Oh! how many a living saint is there who wants to believe in Jesus, who longs to trust in his holy name; and yet he cannot, so plagued, so pestered is he by the risings of inward unbelief. He knows that he does not yet so believe in him as to obtain deliverance; for he has an inward testimony in his conscience, that if he believed in the Lord Jesus by the power of the Holy Ghost, it would bring the love of God into his heart, extract the sting of death, and fill him with joy and peace. But as long as he feels condemned by the law and his own guilty conscience, he has an inward testimony that he has not as yet that living faith in Christ which, he is persuaded, would save and deliver him from all his guilty fears and dismal apprehensions. Therefore he labours after this special, this peculiar faith in the Lord Jesus, that he may attain unto it, or rather that God would, of his infinite mercy, bestow it upon him.

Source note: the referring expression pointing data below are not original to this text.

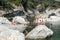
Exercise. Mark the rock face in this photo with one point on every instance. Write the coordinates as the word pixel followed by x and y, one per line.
pixel 13 14
pixel 9 34
pixel 41 31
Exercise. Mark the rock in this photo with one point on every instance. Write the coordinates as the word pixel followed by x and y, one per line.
pixel 12 35
pixel 41 31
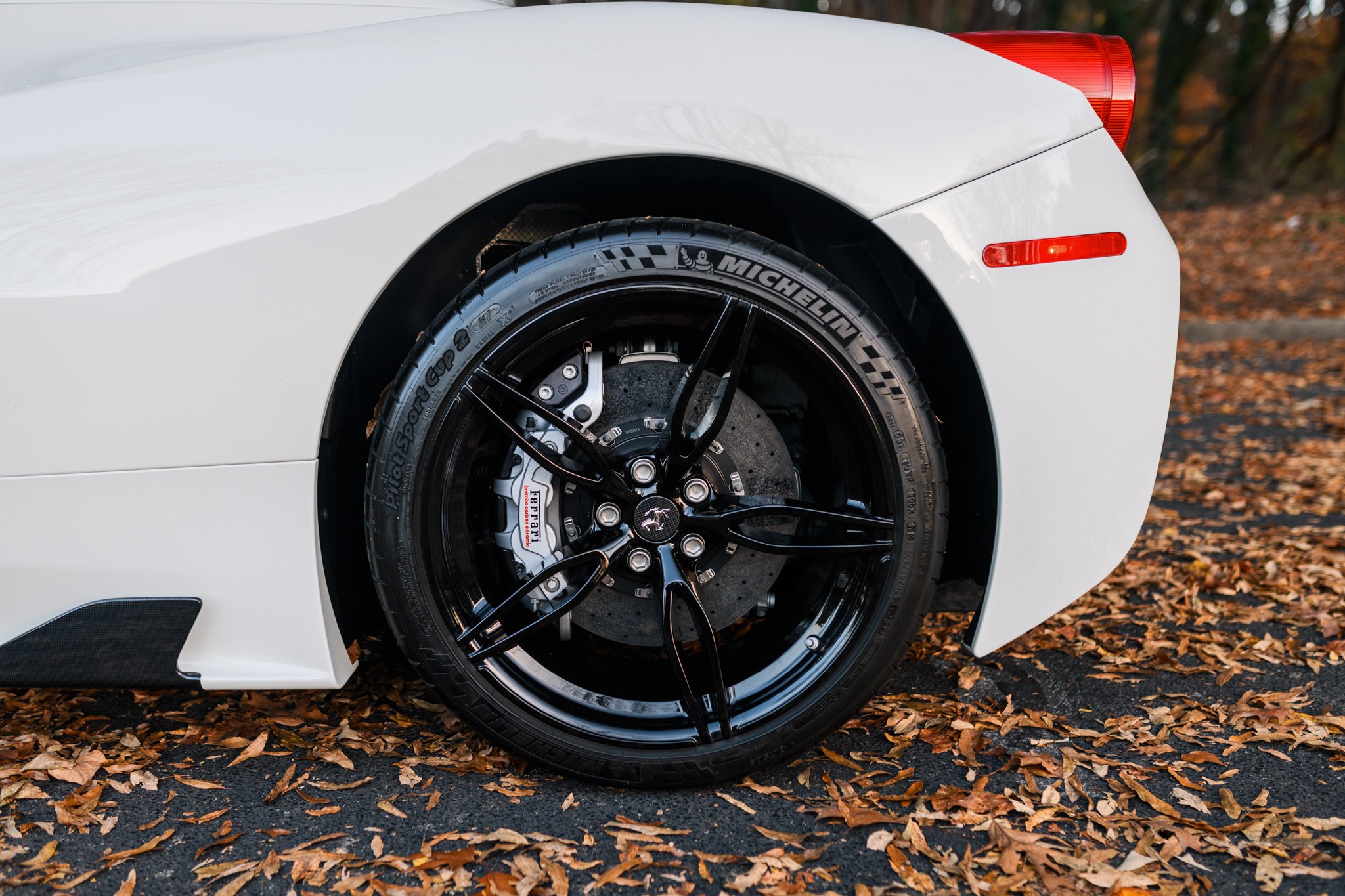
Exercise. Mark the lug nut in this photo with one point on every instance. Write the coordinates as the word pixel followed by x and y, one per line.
pixel 693 545
pixel 639 561
pixel 695 490
pixel 643 471
pixel 608 515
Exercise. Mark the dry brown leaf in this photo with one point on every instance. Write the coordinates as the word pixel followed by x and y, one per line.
pixel 735 802
pixel 252 750
pixel 198 784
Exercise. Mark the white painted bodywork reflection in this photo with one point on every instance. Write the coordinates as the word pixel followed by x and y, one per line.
pixel 195 218
pixel 1076 359
pixel 240 538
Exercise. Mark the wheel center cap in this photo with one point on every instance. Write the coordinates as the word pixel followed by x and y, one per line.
pixel 655 519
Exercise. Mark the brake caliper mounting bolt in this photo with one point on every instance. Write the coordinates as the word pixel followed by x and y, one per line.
pixel 643 471
pixel 695 490
pixel 639 561
pixel 608 515
pixel 693 545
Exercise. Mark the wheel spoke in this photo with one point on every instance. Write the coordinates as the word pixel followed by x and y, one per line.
pixel 604 479
pixel 726 524
pixel 677 585
pixel 686 445
pixel 600 558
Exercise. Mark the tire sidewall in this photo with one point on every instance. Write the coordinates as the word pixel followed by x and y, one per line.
pixel 545 276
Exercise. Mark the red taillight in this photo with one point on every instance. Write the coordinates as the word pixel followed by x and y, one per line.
pixel 1099 66
pixel 1057 249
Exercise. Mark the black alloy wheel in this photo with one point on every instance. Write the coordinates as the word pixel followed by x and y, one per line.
pixel 655 501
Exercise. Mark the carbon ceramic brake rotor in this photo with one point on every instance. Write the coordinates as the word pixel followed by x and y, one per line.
pixel 751 446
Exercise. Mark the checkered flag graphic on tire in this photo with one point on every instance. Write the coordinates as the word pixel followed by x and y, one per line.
pixel 639 257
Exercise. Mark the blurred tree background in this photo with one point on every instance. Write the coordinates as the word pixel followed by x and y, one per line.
pixel 1237 100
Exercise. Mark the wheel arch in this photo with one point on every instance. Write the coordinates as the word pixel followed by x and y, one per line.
pixel 816 224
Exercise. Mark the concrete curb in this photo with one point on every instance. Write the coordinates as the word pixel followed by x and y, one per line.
pixel 1286 331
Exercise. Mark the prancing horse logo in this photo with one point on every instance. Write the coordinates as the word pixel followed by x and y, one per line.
pixel 654 519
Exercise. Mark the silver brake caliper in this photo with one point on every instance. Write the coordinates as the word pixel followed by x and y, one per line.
pixel 531 505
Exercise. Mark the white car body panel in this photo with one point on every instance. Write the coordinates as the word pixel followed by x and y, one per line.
pixel 241 538
pixel 66 39
pixel 1076 359
pixel 197 211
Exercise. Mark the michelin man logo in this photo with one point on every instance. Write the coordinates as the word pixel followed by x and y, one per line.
pixel 701 264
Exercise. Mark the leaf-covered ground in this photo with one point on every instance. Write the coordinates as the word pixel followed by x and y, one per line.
pixel 1268 259
pixel 1179 730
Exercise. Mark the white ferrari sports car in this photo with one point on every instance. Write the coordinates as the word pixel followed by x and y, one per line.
pixel 649 368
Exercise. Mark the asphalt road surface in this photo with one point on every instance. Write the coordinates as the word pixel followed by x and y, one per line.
pixel 1176 731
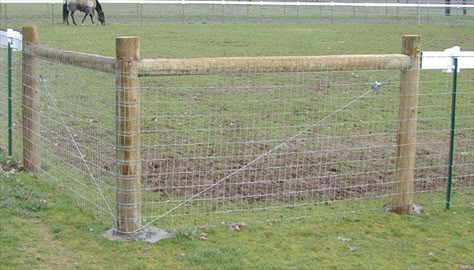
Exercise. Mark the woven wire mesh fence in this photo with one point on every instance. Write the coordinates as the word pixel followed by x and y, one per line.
pixel 76 140
pixel 256 146
pixel 434 118
pixel 243 143
pixel 354 11
pixel 10 103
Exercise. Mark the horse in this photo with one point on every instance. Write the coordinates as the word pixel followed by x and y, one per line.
pixel 86 6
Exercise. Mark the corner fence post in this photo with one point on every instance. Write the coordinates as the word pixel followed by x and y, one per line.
pixel 451 133
pixel 406 137
pixel 30 104
pixel 9 98
pixel 128 144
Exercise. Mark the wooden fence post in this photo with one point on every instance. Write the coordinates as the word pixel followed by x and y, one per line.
pixel 30 104
pixel 128 194
pixel 406 137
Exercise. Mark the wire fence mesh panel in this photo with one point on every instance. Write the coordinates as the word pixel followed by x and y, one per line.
pixel 252 146
pixel 464 132
pixel 15 145
pixel 77 136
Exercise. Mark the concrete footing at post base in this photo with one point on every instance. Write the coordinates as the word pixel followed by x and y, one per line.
pixel 146 234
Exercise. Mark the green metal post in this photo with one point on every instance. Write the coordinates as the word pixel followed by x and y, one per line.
pixel 10 122
pixel 451 134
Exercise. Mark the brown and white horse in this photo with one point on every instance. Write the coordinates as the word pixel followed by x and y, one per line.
pixel 86 6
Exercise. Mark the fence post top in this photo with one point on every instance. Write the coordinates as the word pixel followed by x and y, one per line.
pixel 30 34
pixel 127 47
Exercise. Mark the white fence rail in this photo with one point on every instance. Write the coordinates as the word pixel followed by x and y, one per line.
pixel 159 11
pixel 419 4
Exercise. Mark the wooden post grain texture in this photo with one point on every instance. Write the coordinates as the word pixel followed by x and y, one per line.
pixel 406 137
pixel 30 104
pixel 128 194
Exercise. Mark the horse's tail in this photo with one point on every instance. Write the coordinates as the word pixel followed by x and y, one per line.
pixel 65 12
pixel 98 6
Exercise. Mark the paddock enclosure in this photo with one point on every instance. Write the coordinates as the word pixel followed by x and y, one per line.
pixel 177 143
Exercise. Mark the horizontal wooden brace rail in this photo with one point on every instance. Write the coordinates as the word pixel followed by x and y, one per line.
pixel 276 64
pixel 191 66
pixel 90 61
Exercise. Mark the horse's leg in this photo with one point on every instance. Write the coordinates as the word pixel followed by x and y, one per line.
pixel 83 19
pixel 72 16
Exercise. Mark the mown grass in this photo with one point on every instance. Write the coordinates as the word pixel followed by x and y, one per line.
pixel 40 228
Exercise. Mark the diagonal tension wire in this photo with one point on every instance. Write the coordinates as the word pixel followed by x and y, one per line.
pixel 94 181
pixel 374 87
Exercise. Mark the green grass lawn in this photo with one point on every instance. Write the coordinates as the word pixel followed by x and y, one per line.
pixel 40 228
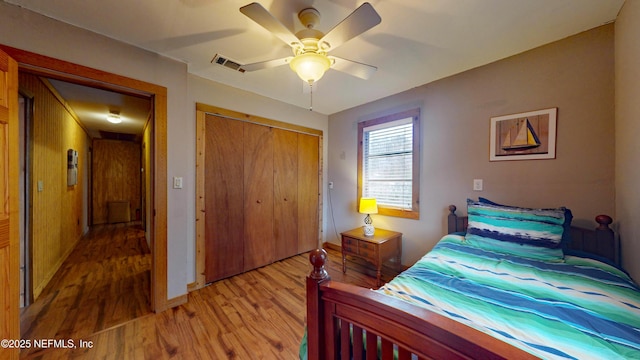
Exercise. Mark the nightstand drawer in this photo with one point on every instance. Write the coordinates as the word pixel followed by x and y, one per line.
pixel 376 249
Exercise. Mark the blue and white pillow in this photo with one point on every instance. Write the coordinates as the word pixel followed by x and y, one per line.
pixel 524 232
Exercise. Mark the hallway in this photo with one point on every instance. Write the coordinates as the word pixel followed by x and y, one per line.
pixel 103 283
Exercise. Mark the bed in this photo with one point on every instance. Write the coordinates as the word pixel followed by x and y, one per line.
pixel 555 292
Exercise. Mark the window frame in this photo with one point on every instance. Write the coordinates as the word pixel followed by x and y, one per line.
pixel 414 114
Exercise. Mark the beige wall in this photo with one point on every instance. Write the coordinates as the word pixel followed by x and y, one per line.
pixel 575 75
pixel 57 213
pixel 26 30
pixel 627 172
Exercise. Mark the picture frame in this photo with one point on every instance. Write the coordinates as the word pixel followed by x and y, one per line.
pixel 524 136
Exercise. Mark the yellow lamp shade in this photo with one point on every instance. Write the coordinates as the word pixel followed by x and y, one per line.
pixel 310 66
pixel 368 206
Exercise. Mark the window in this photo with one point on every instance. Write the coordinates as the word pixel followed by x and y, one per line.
pixel 388 163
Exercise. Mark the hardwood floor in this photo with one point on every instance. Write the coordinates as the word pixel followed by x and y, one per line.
pixel 256 315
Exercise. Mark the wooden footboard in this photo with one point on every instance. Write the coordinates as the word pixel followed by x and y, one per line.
pixel 349 322
pixel 339 314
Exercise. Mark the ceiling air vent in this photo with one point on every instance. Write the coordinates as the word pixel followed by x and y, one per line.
pixel 226 62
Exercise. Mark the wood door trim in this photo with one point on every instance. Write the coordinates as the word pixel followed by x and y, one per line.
pixel 214 110
pixel 60 69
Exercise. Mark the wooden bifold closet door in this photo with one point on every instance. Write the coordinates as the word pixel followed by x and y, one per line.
pixel 261 195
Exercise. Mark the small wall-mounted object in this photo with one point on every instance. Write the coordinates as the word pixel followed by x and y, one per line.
pixel 72 167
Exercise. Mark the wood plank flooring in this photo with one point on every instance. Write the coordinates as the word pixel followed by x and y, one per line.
pixel 256 315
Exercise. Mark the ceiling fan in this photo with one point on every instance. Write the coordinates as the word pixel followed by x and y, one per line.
pixel 310 46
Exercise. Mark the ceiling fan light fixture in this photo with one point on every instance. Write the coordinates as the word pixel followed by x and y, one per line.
pixel 310 66
pixel 114 117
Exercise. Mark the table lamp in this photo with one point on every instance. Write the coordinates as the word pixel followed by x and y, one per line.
pixel 368 206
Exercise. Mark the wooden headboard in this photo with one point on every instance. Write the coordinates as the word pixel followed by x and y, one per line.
pixel 601 241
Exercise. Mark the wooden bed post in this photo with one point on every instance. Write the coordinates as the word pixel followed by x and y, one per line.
pixel 315 316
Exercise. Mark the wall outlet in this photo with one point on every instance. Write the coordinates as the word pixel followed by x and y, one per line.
pixel 477 184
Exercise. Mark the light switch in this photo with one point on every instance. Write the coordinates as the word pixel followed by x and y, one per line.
pixel 477 184
pixel 177 182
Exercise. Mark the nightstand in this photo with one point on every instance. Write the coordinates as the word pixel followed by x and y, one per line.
pixel 376 249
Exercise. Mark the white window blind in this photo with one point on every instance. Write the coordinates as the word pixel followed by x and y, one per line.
pixel 388 163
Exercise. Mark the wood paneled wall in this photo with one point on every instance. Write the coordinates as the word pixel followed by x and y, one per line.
pixel 116 176
pixel 56 211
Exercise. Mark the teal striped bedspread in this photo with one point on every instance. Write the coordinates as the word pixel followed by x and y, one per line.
pixel 576 309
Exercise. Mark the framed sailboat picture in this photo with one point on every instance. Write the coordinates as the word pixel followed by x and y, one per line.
pixel 526 136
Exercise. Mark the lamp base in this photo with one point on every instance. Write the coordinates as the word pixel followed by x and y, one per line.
pixel 369 230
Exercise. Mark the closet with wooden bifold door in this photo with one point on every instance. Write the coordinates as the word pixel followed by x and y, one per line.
pixel 261 194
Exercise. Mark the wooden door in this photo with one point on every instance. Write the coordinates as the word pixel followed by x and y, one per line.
pixel 285 189
pixel 224 199
pixel 9 235
pixel 258 196
pixel 308 192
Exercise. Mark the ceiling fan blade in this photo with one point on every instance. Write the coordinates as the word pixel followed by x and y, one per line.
pixel 266 64
pixel 360 20
pixel 262 17
pixel 363 71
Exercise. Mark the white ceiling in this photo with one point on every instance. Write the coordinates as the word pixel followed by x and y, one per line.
pixel 417 42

Here, then, is the main labour of faith, to believe in Jesus Christ so as to obtain pardon, peace, and deliverance. Many a poor soul is labouring hard at this work, yet with a deep and increasing conviction that it is a work which he cannot perform except by the immediate power of God. So powerful an antagonist is unbelief, that, with all his attempts, he feels that he cannot subdue it, nor raise up one grain of that true faith whereby Christ is experimentally brought into the heart. But this very struggle plainly shews that there is life within, a work of God on his soul; for, from the movements of his grace, and the opposition of his carnal mind to them, all this conflict proceeds.
When, then, in due time, the blessed Spirit brings Christ near to his eyes and heart, reveals him within, takes of his atoning blood, and sprinkles it on his conscience, brings forth his righteousness and puts it upon him, and sheds abroad the love of God, then he raises up that special faith in the Lord Jesus, whereby the soul hangs, and if I may use the expression, hooks itself upon his Person, as God-man, upon his blood as cleansing from all sin, upon his righteousness as perfectly justifying, upon his grace as superabounding over all the aboundings of evil, and upon his dying love as a balmy cordial against all the woes and sorrows by which it is distressed. This is believing in the Son of God; believing in Jesus Christ to the salvation of the soul.